I do not think that this will be the last superstition of which Anarchism has to be cleared, but I think it ought to be the next one. This will give us fresh and immense work to do—to try to be Anarchists ourselves, among ourselves, and to win elbowroom for us, to shape our oasis of freedom amidst the authoritarian desert. I am glad to note that some begin to see this and will act upon it; among others the “Socialisten Bund,” founded by G. Landauer. The moment of the deepest depression of the Socialist movement will also give birth to the real remedy. Or shall we wait till governmental “Socialism” wins further victories, till Burns becomes the hanging Home Secretary, Webb the moral censor of the lives of the poor, Blatchford the instructor in Socialist militarism, Briand the sly strangler of Syndicalism, etc.; there is no mean reactionary task which these and many others will not willingly undertake. We must conclude that some people want nothing better, and go our own way.
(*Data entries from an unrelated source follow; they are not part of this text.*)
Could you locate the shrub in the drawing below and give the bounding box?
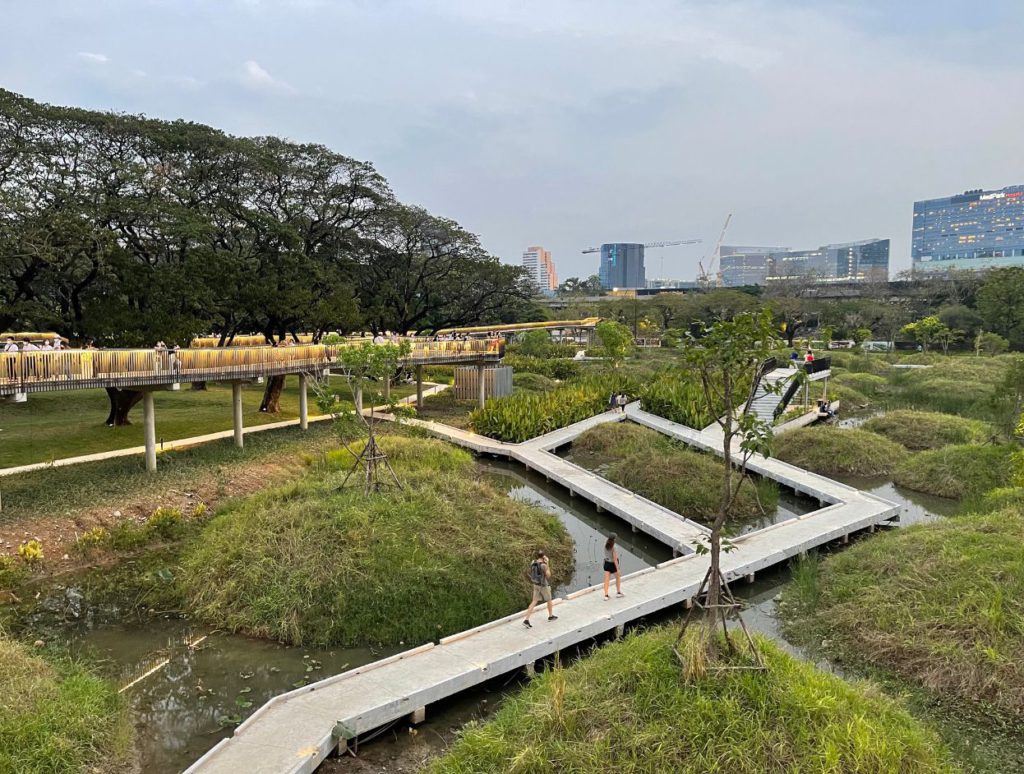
[893,444,1013,500]
[862,411,991,452]
[0,635,132,773]
[425,626,954,774]
[774,426,906,476]
[180,435,572,646]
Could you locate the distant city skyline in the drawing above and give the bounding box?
[0,0,1024,280]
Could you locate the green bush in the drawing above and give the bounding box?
[893,444,1013,500]
[426,626,955,774]
[180,435,572,647]
[774,426,906,476]
[862,411,992,452]
[502,355,580,381]
[0,635,132,774]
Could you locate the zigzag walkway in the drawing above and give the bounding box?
[186,405,899,774]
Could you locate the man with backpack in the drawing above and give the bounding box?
[522,549,558,629]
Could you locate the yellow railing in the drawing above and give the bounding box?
[0,339,505,392]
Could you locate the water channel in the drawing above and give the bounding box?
[6,452,955,774]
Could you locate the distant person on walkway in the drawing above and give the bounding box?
[522,549,558,629]
[604,532,626,599]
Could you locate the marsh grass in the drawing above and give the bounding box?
[426,627,954,774]
[568,422,778,527]
[893,444,1014,500]
[0,632,133,774]
[861,410,994,452]
[773,426,906,476]
[182,435,572,646]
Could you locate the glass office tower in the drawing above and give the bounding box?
[598,242,647,289]
[910,185,1024,274]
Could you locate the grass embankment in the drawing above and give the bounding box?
[893,443,1014,500]
[780,508,1024,771]
[861,410,992,452]
[426,628,954,774]
[0,378,407,468]
[182,435,572,646]
[773,426,906,476]
[0,633,132,774]
[568,422,778,525]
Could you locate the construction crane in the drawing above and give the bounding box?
[697,212,732,288]
[583,240,703,255]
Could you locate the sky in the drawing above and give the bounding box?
[0,0,1024,280]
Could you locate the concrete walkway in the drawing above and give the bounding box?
[186,404,899,774]
[0,384,449,476]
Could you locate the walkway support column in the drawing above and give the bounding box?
[142,390,157,471]
[299,374,309,430]
[231,382,245,448]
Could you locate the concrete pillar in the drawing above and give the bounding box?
[231,382,245,448]
[142,390,157,470]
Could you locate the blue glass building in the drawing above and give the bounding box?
[910,185,1024,274]
[598,242,647,289]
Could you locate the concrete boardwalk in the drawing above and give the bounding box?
[187,405,899,774]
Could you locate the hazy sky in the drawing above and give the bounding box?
[0,0,1024,278]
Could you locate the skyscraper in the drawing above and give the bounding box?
[910,185,1024,274]
[522,245,558,293]
[598,242,647,288]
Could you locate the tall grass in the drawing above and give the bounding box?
[182,436,572,646]
[426,628,954,774]
[0,634,133,774]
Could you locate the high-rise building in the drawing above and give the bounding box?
[910,185,1024,273]
[765,240,889,285]
[718,245,788,288]
[598,242,647,288]
[522,245,558,293]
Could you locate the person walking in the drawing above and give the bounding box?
[604,532,626,599]
[522,549,558,629]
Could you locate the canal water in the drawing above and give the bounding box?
[4,452,955,774]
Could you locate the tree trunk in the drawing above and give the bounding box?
[259,376,285,414]
[106,387,142,427]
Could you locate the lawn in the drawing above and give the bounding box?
[0,378,415,468]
This would not mean that we should always be isolated; we are isolated as Anarchists only, and ought to recognize that it cannot be otherwise, as the number of people of each particular disposition is limited. But we remain in contact with all progressive causes—with the present defense of Labour by Trade Unionism and Direct Action Syndicalism, with educational and Freethought movements, with anti-militarism, with all movements against State interference, with every effort towards freedom in general. Voluntary, not compulsory, Anarchism, in one word, ought to be our aim, and we may yet live to see some of it.
N.
N., “A General Survey,” Freedom 24 no. 249 (January, 1910): 5-7.